Mortgage rates are flying sky high…

And disinflation isn’t making consumers feel any better.

Could this lead to a housing crash?

We’re covering that (and more) in today’s newsletter:

  • 10 Reasons Housing Could Crash 🏠

  • Why Disinflation Isn’t Making Consumers Feel Better 👎

  • The Fed's Crypto Clampdown: PayPal, Beware! ⚠️

  • The One Metric Every Investor Needs To Know 🔑

Today’s newsletter is a 6 minute read.

10 Reasons Housing Could Crash 🏠

Today, we're diving deep into the housing market's murky waters.

I'm here, raincoat on, predicting a storm.

Why?

Because beneath the surface, there's a whirlpool of data suggesting this market isn't as solid as it seems.
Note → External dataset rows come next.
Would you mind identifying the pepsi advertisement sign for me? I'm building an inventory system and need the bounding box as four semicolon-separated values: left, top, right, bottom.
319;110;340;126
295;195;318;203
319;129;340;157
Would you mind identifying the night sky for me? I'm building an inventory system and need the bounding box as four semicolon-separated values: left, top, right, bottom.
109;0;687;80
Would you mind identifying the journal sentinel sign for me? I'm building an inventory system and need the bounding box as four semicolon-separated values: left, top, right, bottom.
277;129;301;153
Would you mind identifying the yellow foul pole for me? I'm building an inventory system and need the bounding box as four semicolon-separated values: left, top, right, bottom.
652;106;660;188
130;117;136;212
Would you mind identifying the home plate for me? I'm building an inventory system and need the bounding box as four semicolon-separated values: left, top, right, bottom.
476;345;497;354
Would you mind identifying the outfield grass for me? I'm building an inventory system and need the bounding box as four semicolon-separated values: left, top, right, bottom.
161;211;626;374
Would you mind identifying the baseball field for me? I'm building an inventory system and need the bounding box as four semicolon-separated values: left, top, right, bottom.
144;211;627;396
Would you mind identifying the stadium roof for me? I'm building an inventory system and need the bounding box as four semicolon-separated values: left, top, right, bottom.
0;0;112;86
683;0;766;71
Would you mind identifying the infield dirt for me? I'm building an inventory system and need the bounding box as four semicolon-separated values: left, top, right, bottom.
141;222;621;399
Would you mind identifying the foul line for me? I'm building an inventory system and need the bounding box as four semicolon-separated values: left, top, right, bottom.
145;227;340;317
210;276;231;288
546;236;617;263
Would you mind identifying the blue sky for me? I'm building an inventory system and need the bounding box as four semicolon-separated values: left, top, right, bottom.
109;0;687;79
Let's slice this pie and see what's really baking. 🏠📉

  1. Skyrocketing Home Prices: Despite inflation acting like a bull in a china shop and the Fed going all hawk-eyed, home prices have soared.

  1. The Affordability Mirage: The income to house price ratio is scraping the bottom of the barrel. Millennials and Gen Z? They're window shopping, but those price tags are just too spicy.

  2. Where Are All the Houses? The number of homes for sale is near an all-time low. It's like a game of musical chairs, but there aren't enough chairs.

  1. Mortgage Rate Madness: This week we saw rates shoot up past 7% again. This is a breakout chart pattern we don’t like to see!

  1. Cash is King: A whopping one-third of U.S. home purchases are in cold, hard cash. This isn't Monopoly, folks. These cash wars are driving prices to the moon.

  2. The Affordability Phenomenon: Modestly priced homes? Hotcakes. Homes over $500k? They're gathering more dust than an attic.

  3. Investor Antics: Investors own 1 in 10 homes up for grabs. But here's the kicker: they're slowing down in 2023. And when they do buy? They're snapping up those affordable homes with all-cash offers.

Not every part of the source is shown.